Facilities also should realize that burning a CD may become extinct, as most new computers don’t come with CD drives.

“Image sharing is a big deal,” Cannavo said.

Making room for AI
While AI still seems like a tool of the future, forward-thinking imaging departments need to look ahead and consider how algorithms can be integrated into the radiology workflow.

“We’re already using AI-based capabilities around clinical decision support for lung nodules and liver lesion management,” Shrestha said. “It’s there, but there will be a lot more yet that will come down the pike. And AI, done right, will be much more tightly integrated into the very fabric of the clinical workflow.”

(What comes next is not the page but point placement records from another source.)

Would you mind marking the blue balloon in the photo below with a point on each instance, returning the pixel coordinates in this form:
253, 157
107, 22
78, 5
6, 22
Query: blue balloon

Siegel said there are a large number of innovative start-ups creating AI applications. While many of these AI vendors allow radiologists to interface with the applications via a web portal, it’s not the ideal solution for a radiologist who wants to use many applications.

“The PACS vendors themselves need to allow their users to interface with these AI systems,” Siegel said. “Although AI vendors need to have ability to interface with workstations, they shouldn’t have to come up with a complete set of interfaces for all types of PACS. I think the solution, moving forward, will be the ability for radiologists to pick best-of-breed AI applications that are part of their workflow, with the ability to be able to designate certain types of studies for certain types of AI applications.”

This also means that radiologists and healthcare providers will have even more to think about when it comes time to purchase a new system in the years to come.

“There’s no doubt that PACS is going to look different in five to 10 years than it does now,” Siegel said.